The editor of the tabloid Aftonbladet, Jan Helin, says he was kept up to date with developments on the ground and that he hopes that, soon, they will be able to tell more.

"In these situations, we journalists are usually quick to criticise the Foreign Office for passivity. Now that we have been able to see from the inside how they are working I note how very committed they have been. From the outside the silence often seems frustrating. Now I understand that there sometimes is a good reason for it to be quiet," he says to one of his own papers journalists.

Helin says different strategies apply depending on who the kidnappers are. The relatively big media attention in the beginning was soon replaces by a more sparse reporting, which is believed to have suited this case.

And though the two journalists were freelancers, Aftonbladet has treated it all along as a staff matter. Hammarström has been an employee at the paper for several years, and Falkehed was a stringer for a few years, before he started writing for Dagens Nyheter.

"We decided early on to put the formal aspects aside and treat this as a staff matter," says Helin.

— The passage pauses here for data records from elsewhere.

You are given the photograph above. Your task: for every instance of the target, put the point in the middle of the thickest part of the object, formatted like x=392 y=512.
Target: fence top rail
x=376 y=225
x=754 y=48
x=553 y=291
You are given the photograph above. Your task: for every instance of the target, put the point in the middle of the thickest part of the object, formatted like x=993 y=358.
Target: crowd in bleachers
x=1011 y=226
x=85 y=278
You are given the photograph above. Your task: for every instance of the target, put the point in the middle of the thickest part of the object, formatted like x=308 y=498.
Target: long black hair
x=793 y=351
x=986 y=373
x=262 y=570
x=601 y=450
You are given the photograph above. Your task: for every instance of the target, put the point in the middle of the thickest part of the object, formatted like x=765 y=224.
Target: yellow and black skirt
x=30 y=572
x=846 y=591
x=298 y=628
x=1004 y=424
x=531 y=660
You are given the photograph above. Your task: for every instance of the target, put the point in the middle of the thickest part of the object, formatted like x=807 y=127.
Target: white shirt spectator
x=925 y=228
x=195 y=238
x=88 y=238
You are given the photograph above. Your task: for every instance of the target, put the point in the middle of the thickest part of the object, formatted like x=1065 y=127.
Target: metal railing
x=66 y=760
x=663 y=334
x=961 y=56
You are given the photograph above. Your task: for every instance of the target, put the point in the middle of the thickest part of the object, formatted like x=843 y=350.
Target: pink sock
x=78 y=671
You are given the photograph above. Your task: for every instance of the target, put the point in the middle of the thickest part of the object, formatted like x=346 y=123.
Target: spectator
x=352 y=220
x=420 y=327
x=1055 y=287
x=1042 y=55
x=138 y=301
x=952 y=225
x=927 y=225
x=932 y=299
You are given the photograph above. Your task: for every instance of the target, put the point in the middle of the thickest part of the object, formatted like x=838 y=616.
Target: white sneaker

He says he never doubted that the journalists would come out alive. "But at the same time I have been depressed because the average time that people are kidnapped in these cases are over a year. I did not dare to hope for such a relatively quick release," he says.

Asked what Hammarström and Falkehed's release mean for the journalistic coverage of what is happening in Syria, Helin says:

"Syria is now the most dangerous country to report from. Of course that affects the journalism and it makes the coverage even more important."

"It is hard to judge the security situation. Sometimes it is too dangerous. Then a market for freelancers is opened and I have to have a think about our responsibility there," he says.